Of course, some students begin postsecondary education at a community college with the intent to transfer to a four-year school. It's one way to cut the soaring costs of a college education. 

Another way to reduce the cost of a degree is through scholarships. And, yes, transfer students can win scholarships, though many are tied to the college you attend. Here are several scholarships available for transfer students.

The National Society of Accountants offers multiple scholarships to students transferring from community colleges to four-year schools and students who are already enrolled at four-year institutions. The scholarships are open to U.S. and Canadian citizens who are majoring in accounting and maintain at least a 3.0 GPA.

Awards range from $500 to $2,200. The next application period begins in January 2018; completed applications are due in early April. 

The American Association of Geographers presents two $1,500 Darrel Hess Community College Geography Scholarships for students currently enrolled at community, junior, city or other two-year colleges who are transfering to four-year colleges to pursue geography majors. Applications must submit an application and two recommendation letters. 

They are evaluated on grades, academic promise and financial need and must have already completed at least two geography courses. The deadline to apply is Dec. 31.

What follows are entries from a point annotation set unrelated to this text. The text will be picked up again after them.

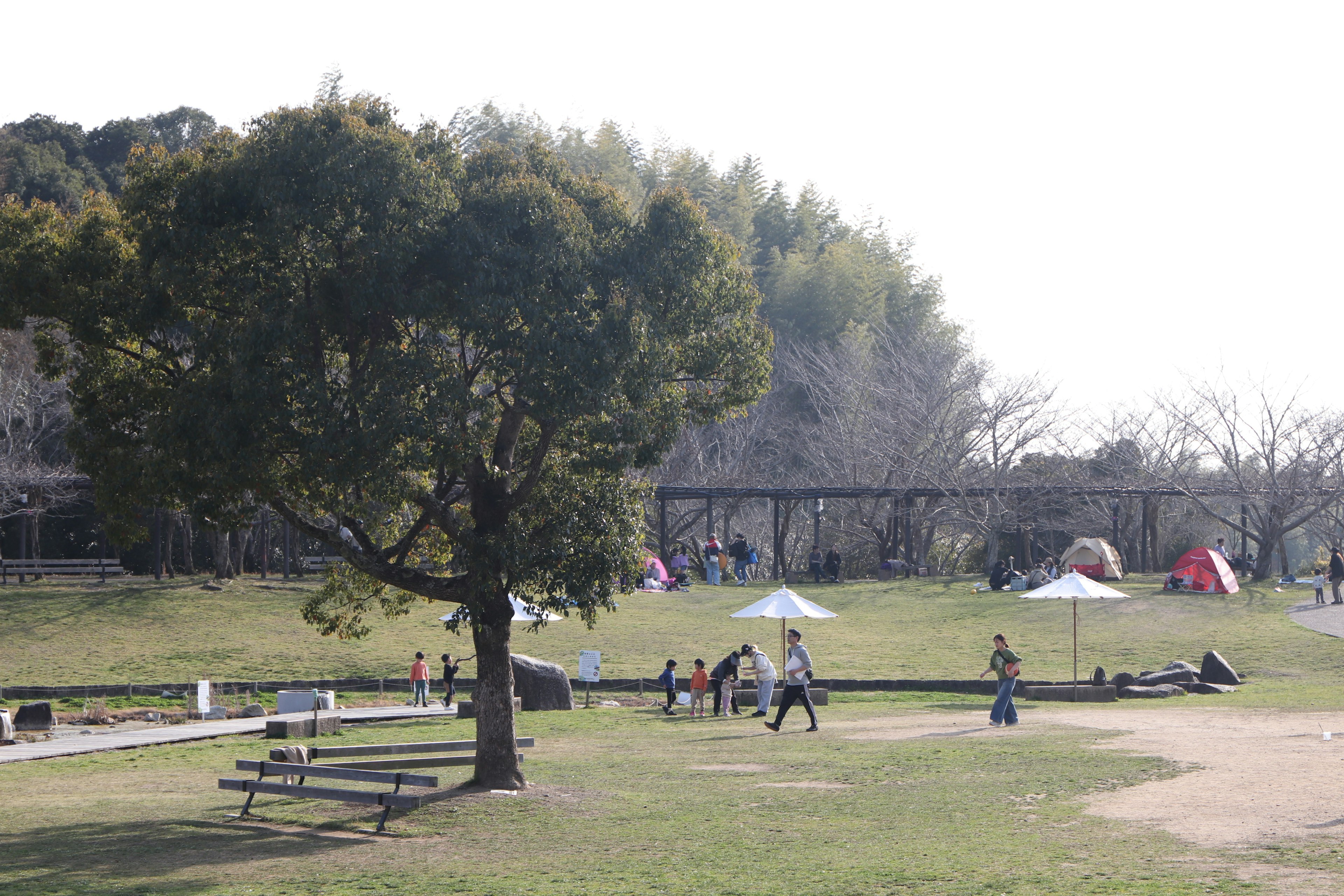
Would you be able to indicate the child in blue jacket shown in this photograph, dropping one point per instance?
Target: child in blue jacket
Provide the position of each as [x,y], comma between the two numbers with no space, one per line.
[668,680]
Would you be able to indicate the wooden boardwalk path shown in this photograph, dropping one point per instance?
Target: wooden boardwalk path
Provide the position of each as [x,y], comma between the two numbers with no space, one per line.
[76,745]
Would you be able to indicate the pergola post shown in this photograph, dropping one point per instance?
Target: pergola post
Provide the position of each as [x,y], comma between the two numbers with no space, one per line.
[158,546]
[775,545]
[1143,538]
[663,532]
[910,535]
[1246,567]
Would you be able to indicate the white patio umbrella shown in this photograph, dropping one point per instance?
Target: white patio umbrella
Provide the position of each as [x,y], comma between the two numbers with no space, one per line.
[1076,586]
[784,605]
[521,613]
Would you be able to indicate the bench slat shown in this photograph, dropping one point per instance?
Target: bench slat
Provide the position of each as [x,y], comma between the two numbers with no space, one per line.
[335,771]
[397,801]
[392,750]
[427,762]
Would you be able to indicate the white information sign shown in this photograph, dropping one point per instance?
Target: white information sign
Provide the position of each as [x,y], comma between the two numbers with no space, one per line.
[590,665]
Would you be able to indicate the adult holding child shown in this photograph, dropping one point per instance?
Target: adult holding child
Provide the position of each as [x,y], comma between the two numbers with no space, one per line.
[796,681]
[756,663]
[1006,664]
[725,671]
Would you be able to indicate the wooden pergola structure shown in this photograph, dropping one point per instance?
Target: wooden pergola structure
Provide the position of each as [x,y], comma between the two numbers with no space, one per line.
[905,500]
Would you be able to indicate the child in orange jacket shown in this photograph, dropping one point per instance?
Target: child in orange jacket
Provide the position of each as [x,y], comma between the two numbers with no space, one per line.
[699,684]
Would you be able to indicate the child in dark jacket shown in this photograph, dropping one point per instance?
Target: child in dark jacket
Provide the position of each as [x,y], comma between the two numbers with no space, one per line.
[668,680]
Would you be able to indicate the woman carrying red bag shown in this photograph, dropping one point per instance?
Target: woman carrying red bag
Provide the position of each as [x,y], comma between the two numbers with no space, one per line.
[1006,664]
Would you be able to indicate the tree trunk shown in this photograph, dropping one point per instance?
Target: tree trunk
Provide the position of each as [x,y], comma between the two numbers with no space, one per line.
[496,751]
[189,566]
[222,551]
[173,527]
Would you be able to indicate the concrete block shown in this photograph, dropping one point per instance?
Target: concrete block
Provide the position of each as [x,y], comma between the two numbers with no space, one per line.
[34,716]
[1066,694]
[302,727]
[289,702]
[467,710]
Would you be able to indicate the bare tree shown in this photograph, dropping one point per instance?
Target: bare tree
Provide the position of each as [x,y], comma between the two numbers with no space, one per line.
[1259,447]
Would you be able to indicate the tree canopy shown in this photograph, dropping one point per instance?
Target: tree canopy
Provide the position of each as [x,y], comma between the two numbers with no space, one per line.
[409,351]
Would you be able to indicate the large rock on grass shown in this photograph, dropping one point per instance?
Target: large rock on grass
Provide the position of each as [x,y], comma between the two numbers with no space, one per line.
[541,684]
[34,716]
[1166,678]
[1156,691]
[1206,687]
[1218,671]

Teachers of Accounting at Two Year Colleges offers a number of $1,000 scholarships to graduates of two-year schools who will start earning their bachelor's in accounting from a four-year school in the upcoming academic year.

Applicants must have completed at least 20 credit hours, six in accounting, and have at least a 3.0 GPA. Applications include an essay and recommendation letter from an accounting faculty member. Check the site for information on when the next application cycle will open.

Many four-year colleges offer scholarships to students transferring from other four-year colleges. For example, Johnson & Wales University offers a transfer scholarship of up to $10,000 to students who have completed at least 45 quarter-credit hours at another college. 

Transfer students who are accepted to the university and meet the criteria are automatically considered for the scholarship. Candidates are evaluated based on their transcripts, and the award is renewable for up to four years. 

Other schools that offer scholarships for transfer students include The University of Arkansas, The University of Kentucky, The University of Maryland—College Park, Temple University and The University of Michigan—Ann Arbor's College of Literature, Science and the Arts. These scholarship opportunities are just a few of the ones available to transfer students. 

Transfer Scholarship Do's and Don'ts

Transferring is never easy – many students lose credits when they change schools. And getting financial help in conjunction with a move can be difficult. 

Here are some do's and don'ts for applying for aid as a transfer student.

• Don't wait: As soon as you decide on schools you're interested in transferring to, contact their financial aid offices to determine whether they provide scholarship help for transfers.

• Do pay attention to the rules: Scholarship requirements rarely are flexible. If you're not eligible, move on and don't waste your time or the award committee's time.

• Don't depend on a generic response: Yes, scholarship applications often request the same information and even have similar prompts for essays. But don't just copy and paste your scholarship essays. Personalize them for each scholarship you seek.

• Do get your documents together: You're going to need transcripts from your old school and possibly letters of recommendation. Make sure you have them when you need them.

• Don't count on flexible deadlines: For most scholarship organizations, the deadline is just that – the deadline. Respect it.

Remember, regardless of your reason for transferring, you're not alone. Many students opt for a fresh start at a new college or university. Luckily, you have some financial options to help remove transferring as a financial obstacle to earning a degree.